At first I thought “Hey what another modern way to meet!”, when I was asked to have our first meeting via Skype. After two very brief emails, my prospective date announces me he has to go on a month trip and that therefore would only be able to see me the first time through a computer camera. Now, I use that method in my work, and it’s a fine method for teaching grammar… but to date, I seriously do not recommend. First, since we are such visual creatures, if you are not in an environment with a good source of light, you will look very different than if you had to meet at a local café. First impressions are very important. Also, there are all those little details, such as the feeling that the person is truly present there. People staying at home or in their cozy habitual environment are not putting themselves in a position of full attention towards you. No, really, avoid that type of first meeting.

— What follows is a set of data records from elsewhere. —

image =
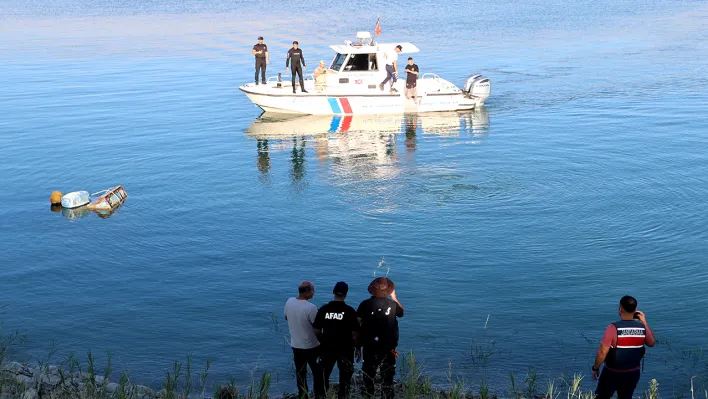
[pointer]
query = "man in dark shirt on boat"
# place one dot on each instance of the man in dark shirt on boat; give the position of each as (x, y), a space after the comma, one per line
(339, 332)
(411, 79)
(379, 335)
(260, 50)
(295, 54)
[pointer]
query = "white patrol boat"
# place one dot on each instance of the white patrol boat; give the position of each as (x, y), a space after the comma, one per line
(351, 86)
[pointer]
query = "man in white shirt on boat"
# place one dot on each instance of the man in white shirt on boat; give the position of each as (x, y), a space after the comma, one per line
(391, 68)
(320, 76)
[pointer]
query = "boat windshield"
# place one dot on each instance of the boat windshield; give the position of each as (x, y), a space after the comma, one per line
(338, 61)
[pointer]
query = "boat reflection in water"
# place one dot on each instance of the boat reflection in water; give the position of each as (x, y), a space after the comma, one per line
(365, 147)
(83, 211)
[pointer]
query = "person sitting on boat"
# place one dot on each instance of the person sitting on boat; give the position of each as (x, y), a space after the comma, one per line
(320, 76)
(391, 68)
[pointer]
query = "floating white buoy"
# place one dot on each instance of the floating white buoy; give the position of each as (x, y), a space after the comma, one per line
(75, 199)
(55, 198)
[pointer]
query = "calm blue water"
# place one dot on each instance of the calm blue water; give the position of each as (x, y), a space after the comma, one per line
(585, 178)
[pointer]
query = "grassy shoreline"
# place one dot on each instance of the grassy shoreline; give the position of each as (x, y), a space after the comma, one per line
(72, 378)
(69, 380)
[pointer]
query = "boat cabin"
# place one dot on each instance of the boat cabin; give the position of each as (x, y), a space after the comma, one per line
(363, 62)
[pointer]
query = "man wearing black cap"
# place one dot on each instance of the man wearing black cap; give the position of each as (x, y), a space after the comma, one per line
(260, 50)
(295, 54)
(379, 334)
(339, 332)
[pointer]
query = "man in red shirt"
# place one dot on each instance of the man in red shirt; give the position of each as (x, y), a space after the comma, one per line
(622, 349)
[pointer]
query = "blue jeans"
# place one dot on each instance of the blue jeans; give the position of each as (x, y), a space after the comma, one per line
(389, 75)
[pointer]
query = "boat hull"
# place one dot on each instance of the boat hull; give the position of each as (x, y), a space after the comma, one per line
(282, 100)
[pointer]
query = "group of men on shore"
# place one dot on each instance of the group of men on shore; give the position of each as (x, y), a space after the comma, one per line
(337, 334)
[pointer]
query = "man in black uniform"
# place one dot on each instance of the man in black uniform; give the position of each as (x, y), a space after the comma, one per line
(339, 331)
(260, 50)
(295, 54)
(411, 80)
(379, 334)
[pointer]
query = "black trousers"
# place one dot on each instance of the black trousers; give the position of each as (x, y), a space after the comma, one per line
(260, 65)
(297, 69)
(345, 364)
(383, 361)
(303, 358)
(610, 382)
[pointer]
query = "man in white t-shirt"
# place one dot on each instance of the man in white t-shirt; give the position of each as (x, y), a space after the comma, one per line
(391, 68)
(300, 315)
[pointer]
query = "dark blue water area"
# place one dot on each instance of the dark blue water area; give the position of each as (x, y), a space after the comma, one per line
(512, 229)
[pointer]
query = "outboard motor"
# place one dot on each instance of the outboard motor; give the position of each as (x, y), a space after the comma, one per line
(478, 86)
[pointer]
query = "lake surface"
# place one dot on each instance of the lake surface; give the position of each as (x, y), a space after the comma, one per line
(511, 230)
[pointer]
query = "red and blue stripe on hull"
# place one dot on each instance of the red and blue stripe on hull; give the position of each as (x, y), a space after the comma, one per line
(340, 105)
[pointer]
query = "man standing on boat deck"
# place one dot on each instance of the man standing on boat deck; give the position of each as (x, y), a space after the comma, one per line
(339, 328)
(260, 50)
(622, 349)
(300, 315)
(295, 54)
(411, 80)
(379, 335)
(391, 67)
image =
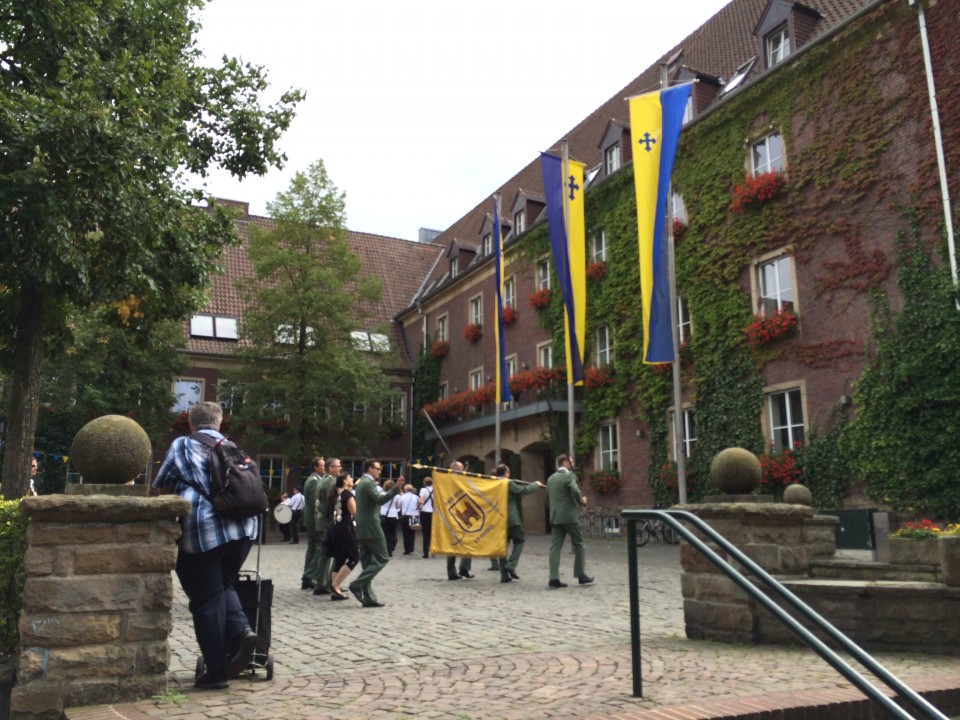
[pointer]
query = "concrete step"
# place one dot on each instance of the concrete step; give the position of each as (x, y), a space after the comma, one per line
(867, 571)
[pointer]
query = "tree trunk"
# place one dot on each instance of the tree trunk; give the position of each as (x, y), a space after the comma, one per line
(24, 394)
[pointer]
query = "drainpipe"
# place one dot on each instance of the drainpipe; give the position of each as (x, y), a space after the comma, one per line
(937, 139)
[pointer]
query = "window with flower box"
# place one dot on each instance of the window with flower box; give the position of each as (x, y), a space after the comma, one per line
(766, 155)
(603, 346)
(785, 416)
(543, 274)
(476, 310)
(598, 246)
(545, 355)
(774, 284)
(688, 436)
(608, 447)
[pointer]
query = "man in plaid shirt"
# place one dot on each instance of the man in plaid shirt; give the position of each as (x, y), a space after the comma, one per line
(212, 551)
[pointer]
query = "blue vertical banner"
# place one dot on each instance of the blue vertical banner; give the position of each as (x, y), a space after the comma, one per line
(502, 381)
(563, 189)
(655, 122)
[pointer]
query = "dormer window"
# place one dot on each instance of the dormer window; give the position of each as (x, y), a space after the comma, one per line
(611, 158)
(777, 45)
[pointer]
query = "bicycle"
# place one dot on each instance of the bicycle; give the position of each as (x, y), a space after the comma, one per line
(658, 530)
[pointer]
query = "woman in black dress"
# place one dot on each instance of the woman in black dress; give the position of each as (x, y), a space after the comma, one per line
(342, 536)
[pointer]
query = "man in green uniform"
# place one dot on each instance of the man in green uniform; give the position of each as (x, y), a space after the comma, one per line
(563, 502)
(370, 537)
(310, 578)
(322, 510)
(515, 534)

After having met, yes, it is a fine way to keep in touch.
Its not a bad idea to Facetime but not at my age. I wont even Facetime with my sister or friends. Its not very flattering and I am afraid I would scare off any potential dates. I happen to be nice looking but that said, I look super bad on Facetime. Thoughts?
I prefer getting to know someone through emails and maybe a regular phone call first, before moving to a video chat, despite the fact that men have told me I’m more attractive in person than in still photos. I don’t want someone who seems to just be judging me on appearance before getting to know more about my interests and beliefs. I’ve ended up dating several men over the years who I wouldn’t necessarily have looked twice at if I’d met them at a bar, but who won me over with their minds and their effort at non-visual communication.

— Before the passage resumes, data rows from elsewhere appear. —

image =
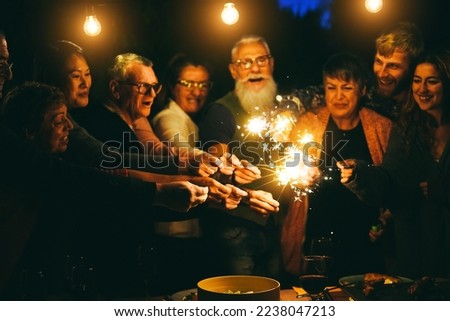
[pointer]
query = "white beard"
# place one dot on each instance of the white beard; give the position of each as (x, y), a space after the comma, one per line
(262, 100)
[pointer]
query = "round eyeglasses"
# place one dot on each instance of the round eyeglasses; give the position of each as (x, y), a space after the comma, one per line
(261, 61)
(190, 84)
(143, 87)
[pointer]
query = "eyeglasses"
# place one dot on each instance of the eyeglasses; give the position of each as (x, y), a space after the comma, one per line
(143, 87)
(190, 84)
(261, 61)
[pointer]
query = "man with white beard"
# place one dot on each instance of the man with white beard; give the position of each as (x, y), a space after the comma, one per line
(247, 238)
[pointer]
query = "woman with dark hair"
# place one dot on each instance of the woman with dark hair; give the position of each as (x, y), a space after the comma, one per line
(188, 84)
(343, 128)
(414, 178)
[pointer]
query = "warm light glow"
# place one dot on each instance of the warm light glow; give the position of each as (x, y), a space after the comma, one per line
(92, 26)
(230, 15)
(374, 6)
(256, 125)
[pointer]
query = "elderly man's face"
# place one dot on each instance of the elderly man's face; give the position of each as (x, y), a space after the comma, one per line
(252, 66)
(134, 99)
(5, 67)
(392, 73)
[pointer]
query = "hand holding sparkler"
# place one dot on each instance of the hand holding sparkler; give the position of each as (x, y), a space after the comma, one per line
(261, 202)
(347, 168)
(247, 173)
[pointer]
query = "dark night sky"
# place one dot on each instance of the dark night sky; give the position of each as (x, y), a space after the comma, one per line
(159, 29)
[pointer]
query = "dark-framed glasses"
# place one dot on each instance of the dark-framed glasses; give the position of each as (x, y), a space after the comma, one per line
(143, 87)
(190, 84)
(261, 61)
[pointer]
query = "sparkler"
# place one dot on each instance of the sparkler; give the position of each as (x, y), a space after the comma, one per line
(292, 163)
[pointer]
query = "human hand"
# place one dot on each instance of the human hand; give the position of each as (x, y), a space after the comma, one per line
(424, 188)
(233, 200)
(217, 192)
(347, 168)
(200, 163)
(180, 196)
(262, 202)
(247, 173)
(236, 195)
(231, 162)
(309, 178)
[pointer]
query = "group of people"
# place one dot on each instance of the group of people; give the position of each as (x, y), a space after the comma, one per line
(133, 159)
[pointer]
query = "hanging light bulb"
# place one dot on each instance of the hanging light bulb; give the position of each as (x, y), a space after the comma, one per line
(230, 15)
(92, 26)
(374, 6)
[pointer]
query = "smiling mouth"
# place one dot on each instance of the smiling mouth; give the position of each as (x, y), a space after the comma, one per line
(425, 99)
(255, 80)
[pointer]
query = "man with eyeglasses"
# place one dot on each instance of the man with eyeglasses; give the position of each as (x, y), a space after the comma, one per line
(247, 238)
(5, 67)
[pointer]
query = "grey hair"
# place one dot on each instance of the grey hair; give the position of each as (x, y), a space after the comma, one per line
(246, 40)
(119, 67)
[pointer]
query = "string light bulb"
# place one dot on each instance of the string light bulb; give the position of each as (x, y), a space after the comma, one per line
(230, 15)
(374, 6)
(92, 26)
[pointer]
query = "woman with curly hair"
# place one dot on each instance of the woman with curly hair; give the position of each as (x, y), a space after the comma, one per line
(414, 178)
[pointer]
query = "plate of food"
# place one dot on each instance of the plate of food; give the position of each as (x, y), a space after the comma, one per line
(376, 286)
(185, 295)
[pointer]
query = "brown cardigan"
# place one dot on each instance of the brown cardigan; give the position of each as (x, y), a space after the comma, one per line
(376, 130)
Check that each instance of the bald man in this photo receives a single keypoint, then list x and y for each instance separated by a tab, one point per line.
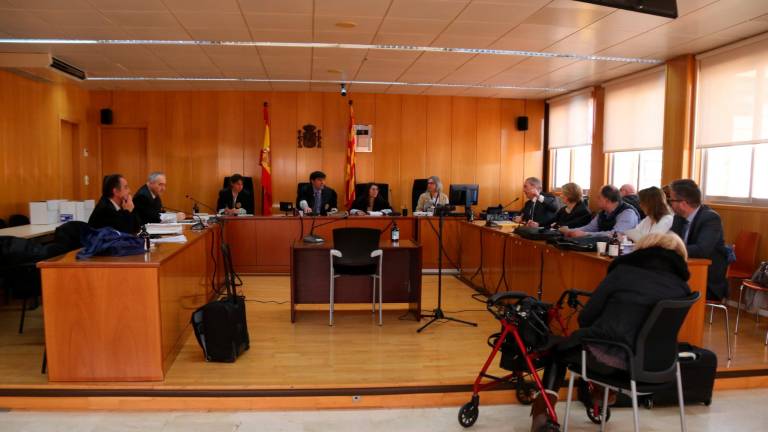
629	196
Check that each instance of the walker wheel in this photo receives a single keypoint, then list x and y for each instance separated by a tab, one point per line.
595	414
468	414
525	391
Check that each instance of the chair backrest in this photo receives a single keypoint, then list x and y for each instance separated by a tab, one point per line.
656	345
361	189
356	244
17	220
746	251
247	184
419	187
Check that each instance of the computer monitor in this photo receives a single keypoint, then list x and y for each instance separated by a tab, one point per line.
463	194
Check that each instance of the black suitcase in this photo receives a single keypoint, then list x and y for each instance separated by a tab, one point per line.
221	329
697	370
220	326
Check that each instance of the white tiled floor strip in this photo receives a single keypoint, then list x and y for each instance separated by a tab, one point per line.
736	410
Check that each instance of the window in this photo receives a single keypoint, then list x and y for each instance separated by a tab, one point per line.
572	165
634	125
732	123
641	169
570	139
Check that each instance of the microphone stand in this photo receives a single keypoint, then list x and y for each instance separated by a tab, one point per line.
437	313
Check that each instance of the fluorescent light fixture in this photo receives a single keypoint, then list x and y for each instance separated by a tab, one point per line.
295	81
480	51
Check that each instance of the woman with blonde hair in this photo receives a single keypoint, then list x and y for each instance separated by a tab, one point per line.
433	197
655	271
658	217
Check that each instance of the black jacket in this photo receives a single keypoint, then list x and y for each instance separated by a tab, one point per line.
379	204
634	284
328	198
705	240
244	198
579	216
105	215
542	212
634	201
147	208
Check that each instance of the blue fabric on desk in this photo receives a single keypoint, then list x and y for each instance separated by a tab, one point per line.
108	242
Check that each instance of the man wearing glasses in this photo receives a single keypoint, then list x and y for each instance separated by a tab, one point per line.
701	229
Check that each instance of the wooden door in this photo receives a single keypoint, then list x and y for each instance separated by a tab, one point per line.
69	160
124	151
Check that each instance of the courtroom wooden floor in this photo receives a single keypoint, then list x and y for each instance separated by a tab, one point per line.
355	353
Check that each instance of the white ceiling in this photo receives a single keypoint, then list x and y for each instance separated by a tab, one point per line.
561	26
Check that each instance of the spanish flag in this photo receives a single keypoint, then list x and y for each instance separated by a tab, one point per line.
349	172
266	169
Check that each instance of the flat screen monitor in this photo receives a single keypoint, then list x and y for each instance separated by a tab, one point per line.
463	194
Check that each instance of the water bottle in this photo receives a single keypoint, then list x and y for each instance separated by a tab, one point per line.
395	233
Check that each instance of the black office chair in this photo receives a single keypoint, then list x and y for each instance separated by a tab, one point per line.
247	185
419	187
17	220
361	189
355	253
653	364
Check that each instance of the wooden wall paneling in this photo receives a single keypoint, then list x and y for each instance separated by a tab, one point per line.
365	113
284	146
232	140
488	166
534	144
439	138
413	148
335	122
309	110
388	133
599	174
678	118
512	155
463	140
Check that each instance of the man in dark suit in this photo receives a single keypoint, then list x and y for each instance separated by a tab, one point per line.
701	229
540	209
629	196
317	199
115	207
234	200
147	199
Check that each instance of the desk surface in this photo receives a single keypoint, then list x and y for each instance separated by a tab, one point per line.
162	253
29	231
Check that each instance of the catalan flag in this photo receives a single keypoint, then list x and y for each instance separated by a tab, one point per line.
349	171
266	168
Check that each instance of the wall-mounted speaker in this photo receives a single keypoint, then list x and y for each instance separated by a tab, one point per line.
106	116
522	123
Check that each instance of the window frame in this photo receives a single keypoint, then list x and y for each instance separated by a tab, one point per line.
719	199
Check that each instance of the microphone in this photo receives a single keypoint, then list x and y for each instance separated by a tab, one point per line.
195	208
312	238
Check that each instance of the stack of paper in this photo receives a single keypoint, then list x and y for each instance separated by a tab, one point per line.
164	228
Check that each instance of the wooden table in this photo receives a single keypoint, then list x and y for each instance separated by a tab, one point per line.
495	260
124	318
401	277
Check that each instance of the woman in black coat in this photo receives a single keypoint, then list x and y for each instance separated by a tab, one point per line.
371	201
655	271
574	214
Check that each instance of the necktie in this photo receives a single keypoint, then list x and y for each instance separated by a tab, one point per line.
316	207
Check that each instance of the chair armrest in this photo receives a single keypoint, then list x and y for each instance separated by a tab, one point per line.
627	350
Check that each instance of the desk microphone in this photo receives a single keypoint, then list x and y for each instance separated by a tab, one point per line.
195	207
312	238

It makes sense to do a face to face meeting via the internet. However, it can be quite difficult to keep up a face-to-face conversation for more than a few minutes if you have never met someone. Talking about how your day was or sharing a joke or two are fine, but there are experiences you miss out on via the computer that potentially occur meeting in person. For instance, shared experiences like inadvertently winding up at a gay dance club on a first date. Strange as it seemed, the girl and her date certainly had a memorable experience that never would have occurred online.